MV Land Bank to receive $1.6M to rebuild neighborhoods

Published Jun 15, 2017 at 4:00pm

The Greater Mohawk Valley Land Bank will receive $1,642,800 to rebuild neighborhoods as part of his Land Bank Community Revitalization Initiative, Attorney General Eric T. Schneiderman has announced.

“Communities throughout New York are still suffering the fallout from the housing crisis, and my office will continue to support innovative programs to help them recover,” said Schneiderman. The 19 land banks in New York will use a total of $20.9 million to help put abandoned properties back into use, “revitalizing towns and cities, and creating a safer, more stable, and more vibrant environment for New York’s families.”

Tolga Morawski, interim executive director of the local land bank, said that of the 10 new land banks, the local multi-county land bank received the largest award “based primarily on our innovative vision for solving the problem of blighted and abandoned properties at the region level.”

The local land bank was approved by the state in October 2016. It includes the City of Rome and the City of Utica, as well as Herkimer, Montgomery, Otsego and Schoharie counties. There has been no formal consideration by Oneida County legislators for joining the land bank.

Rome is in the midst of creating a database of properties, in cooperation with the Rome Main Streets Alliance.

“The new GMVLB is piloting an innovative collaboration among four counties and two cities to significantly ramp up efforts to eradicate of abandoned properties,” said Schneiderman.

“We are pursuing abandoned properties in each of our member locations,” said Morawski, “developing a pipeline of properties to offer for sale and then be returned to the tax rolls.”
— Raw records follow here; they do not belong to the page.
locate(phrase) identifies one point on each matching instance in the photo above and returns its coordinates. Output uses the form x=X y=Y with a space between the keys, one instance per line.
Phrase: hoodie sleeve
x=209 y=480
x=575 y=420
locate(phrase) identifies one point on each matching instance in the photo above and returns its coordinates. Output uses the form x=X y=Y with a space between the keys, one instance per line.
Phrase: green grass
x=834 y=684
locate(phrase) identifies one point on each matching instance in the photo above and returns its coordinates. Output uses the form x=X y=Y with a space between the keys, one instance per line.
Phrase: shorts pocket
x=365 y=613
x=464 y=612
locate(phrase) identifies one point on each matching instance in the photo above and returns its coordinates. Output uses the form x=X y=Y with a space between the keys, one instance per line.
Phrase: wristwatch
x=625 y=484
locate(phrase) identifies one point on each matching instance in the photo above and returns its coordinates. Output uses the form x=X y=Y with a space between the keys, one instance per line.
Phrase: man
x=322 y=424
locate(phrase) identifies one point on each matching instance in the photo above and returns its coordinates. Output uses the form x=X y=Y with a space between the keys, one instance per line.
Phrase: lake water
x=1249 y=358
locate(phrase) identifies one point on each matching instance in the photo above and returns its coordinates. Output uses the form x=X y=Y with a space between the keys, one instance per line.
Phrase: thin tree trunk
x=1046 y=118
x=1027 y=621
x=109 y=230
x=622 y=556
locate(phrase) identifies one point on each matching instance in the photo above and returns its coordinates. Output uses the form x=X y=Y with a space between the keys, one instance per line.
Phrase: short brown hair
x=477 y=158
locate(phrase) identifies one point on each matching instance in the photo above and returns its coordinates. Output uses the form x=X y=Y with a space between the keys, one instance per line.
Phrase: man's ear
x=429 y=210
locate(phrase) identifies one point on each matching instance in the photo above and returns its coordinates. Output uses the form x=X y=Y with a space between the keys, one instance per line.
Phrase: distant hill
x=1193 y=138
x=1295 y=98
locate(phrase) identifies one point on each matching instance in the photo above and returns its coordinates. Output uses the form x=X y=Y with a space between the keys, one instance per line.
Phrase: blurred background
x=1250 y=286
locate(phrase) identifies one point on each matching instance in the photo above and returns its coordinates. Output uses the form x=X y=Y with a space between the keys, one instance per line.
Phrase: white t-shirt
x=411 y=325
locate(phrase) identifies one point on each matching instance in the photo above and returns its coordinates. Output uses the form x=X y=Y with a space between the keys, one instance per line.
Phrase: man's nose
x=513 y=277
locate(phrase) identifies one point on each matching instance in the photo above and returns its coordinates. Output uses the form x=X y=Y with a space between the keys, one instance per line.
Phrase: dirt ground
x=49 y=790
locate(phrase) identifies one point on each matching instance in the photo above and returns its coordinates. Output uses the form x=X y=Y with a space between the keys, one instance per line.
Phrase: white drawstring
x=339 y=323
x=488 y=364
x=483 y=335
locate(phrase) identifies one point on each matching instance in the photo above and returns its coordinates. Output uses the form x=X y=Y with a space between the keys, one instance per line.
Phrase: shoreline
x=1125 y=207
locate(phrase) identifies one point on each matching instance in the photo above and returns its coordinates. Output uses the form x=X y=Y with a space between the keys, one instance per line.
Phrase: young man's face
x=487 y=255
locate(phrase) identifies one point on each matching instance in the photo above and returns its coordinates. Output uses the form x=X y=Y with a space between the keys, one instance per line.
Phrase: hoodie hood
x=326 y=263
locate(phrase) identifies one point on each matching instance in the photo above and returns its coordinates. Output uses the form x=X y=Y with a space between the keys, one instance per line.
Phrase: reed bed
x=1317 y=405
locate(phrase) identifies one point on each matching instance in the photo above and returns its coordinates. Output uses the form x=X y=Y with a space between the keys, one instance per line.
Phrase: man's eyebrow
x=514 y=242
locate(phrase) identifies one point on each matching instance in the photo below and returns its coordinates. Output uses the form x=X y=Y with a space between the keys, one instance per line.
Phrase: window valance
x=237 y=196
Morawski said that funds will be used to acquire abandoned or tax delinquent properties and to renovate, stabilize, deconstruct, or, as a last option, demolish these properties. “Every blighted property compromises the entire neighborhood and lessens the resale value of nearby properties,” said Morawski. “While we work on individual properties, the effect is to stabilize entire neighborhoods.”